De gemeenteraadsleden van Enkhuizen, Hoorn en Medemblik kregen donderdagavond drie scenario’s gepresenteerd voor de toekomst van de Museumstoomtram Hoorn - Medemblik. De stoomtram verkeert in grote financiële nood en kan zonder gemeentelijke bijdragen niet voortbestaan. Elk scenario beschrijft welke gemeentelijke bijdragen noodzakelijk zijn om de stoomtram te behouden. Ze zijn ontwikkeld door het onderzoeksbureau Andersson Advies. Het bureau adviseert te kiezen voor het scenario waarin het toeristische vervoer de hoofddoelstelling wordt; het museale karakter blijft behouden door met historisch materieel te rijden.
De colleges van Enkhuizen, Hoorn en Medemblik besluiten 11 maart naar welk scenario hun voorkeur uitgaat. De raden bepalen uiteindelijk welk scenario de gemeenten willen financieren. In de raadscommissies van Enkhuizen, Hoorn en Medemblik staat bespreking geagendeerd op respectievelijk 17 maart, 18 maart en 25 maart.
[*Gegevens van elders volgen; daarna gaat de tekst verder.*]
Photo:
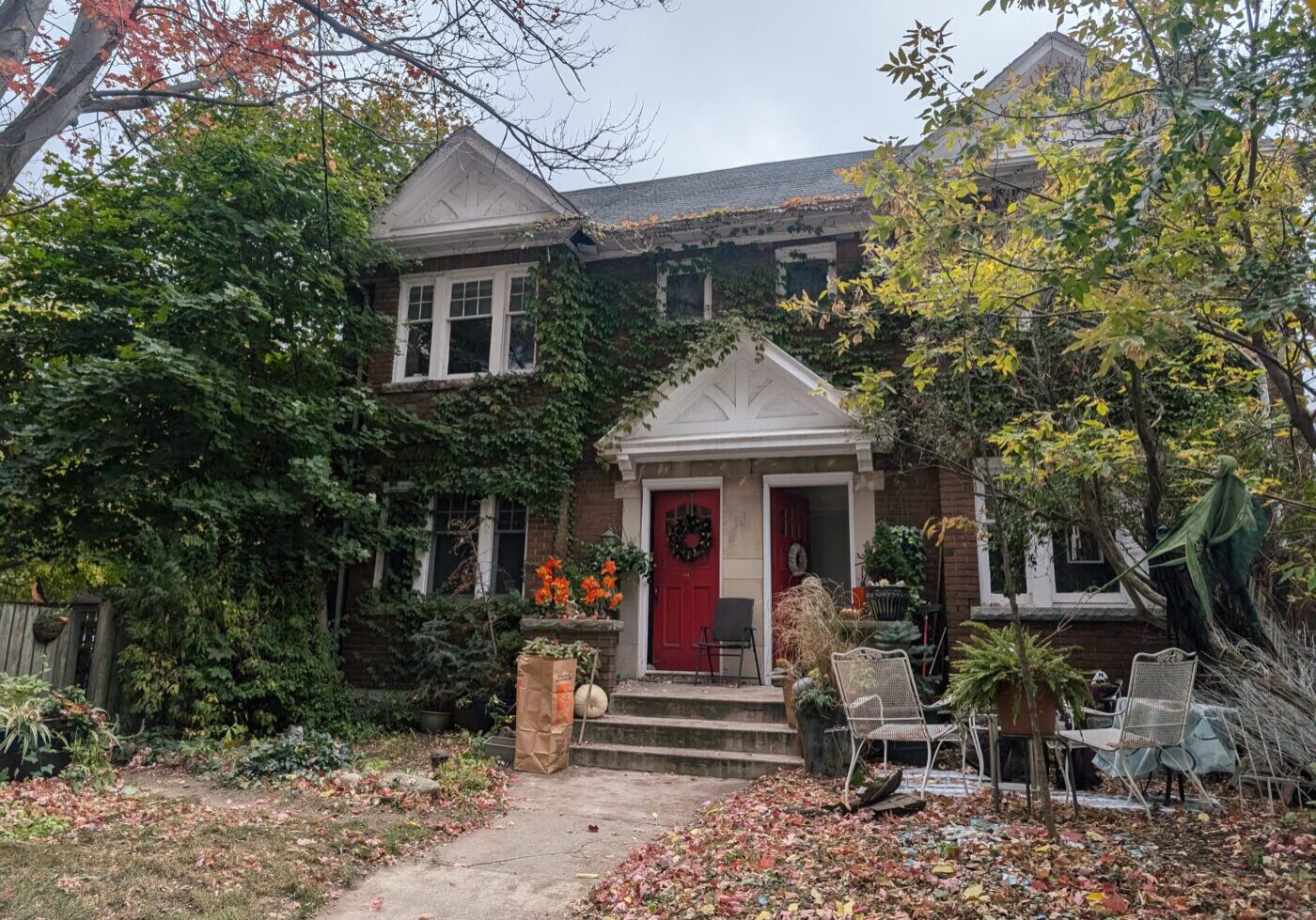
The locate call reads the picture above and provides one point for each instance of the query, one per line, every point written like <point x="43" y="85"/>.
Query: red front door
<point x="684" y="590"/>
<point x="790" y="526"/>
Het rapport van het onderzoeksbureau, dat in opdracht van de colleges van Enkhuizen, Hoorn en Medemblik is gemaakt, geeft inzicht in de complexe financiële situatie van de Museumstoomtram Hoorn- Medemblik. De inkomsten die de stoomtram zelf genereert zijn niet voldoende om de begroting sluitend te maken. De stoomtram heeft de afgelopen jaren te weinig subsidies en giften ontvangen om het alsnog sluitend te maken. Een positieve uitzondering is het jaar 2007 waarin de stoomtram meer reizigers dan ooit vervoerde. De jaarlijks terugkerende financiële tekorten hebben ertoe bijgedragen dat de organisatie is uitgehold. Door de grote inzet van medewerkers en vrijwilligers is de zaak blijven draaien, maar het water staat nu tot aan de lippen.
De Museumstoomtram Hoorn- Medemblik bestaat uit een museaal deel en een rijdend toeristisch deel. Andersson Advies heeft drie toekomstscenario’s voor de stoomtram ontwikkeld waarin deze delen verschillend ten opzichte van elkaar staan. Op basis van deze scenario’s kunnen de colleges en raden van Enkhuizen, Hoorn en Medemblik een besluit nemen over hun bijdrage aan het behoud van de Museumstoomtram.
De drie scenario’s zijn:
· Scenario 1: ‘bestaande organisatie voortzetten, bedrijfsvoering afstemmen op financiële haalbaarheid.’ In dit scenario ligt de nadruk zowel op de museale als op de toeristische functie.
· Scenario 2: ‘museale activiteiten en exploitatie van toeristische trein in aparte organisaties.’ Het vervoersbedrijf maakt met de museumorganisatie afspraken over de inzet van de rijdende trams.
· Scenario 3: ’museale activiteiten worden dienend aan de exploitatie van de toeristische trein.’ Het museale karakter blijft behouden, maar de invulling van het museale wordt bepaald door de mogelijkheden in het toeristische vervoer.
Het onderzoeksbureau adviseert te kiezen voor scenario 3 omdat dit op langere termijn het beste perspectief geeft voor een goede bedrijfsvoering en de continuïteit van de Museumstoomtram. Gezien de grote opgave waar de organisatie voor staat, adviseert het bureau een onafhankelijk manager die bekend is met de West-Friese gemeenschap als kwartiermaker te benoemen.
De colleges van Enkhuizen, Hoorn en Medemblik besluiten dinsdag 11 maart naar welk scenario hun voorkeur uitgaat. De raden bepalen uiteindelijk welk scenario ze willen financieren. In Enkhuizen staat het onderwerp op 17 maart geagendeerd in de raadscommissie en op 8 april in de raad. In Hoorn gebeurt dit op 18 maart in de raadscommissie en op 8 april in de raad. In Medemblik vindt dit plaats op 25 maart in de raadscommissie en op 7 april in de raad. Na een keuze voor een scenario kan op basis daarvan een ondernemingsplan worden opgesteld.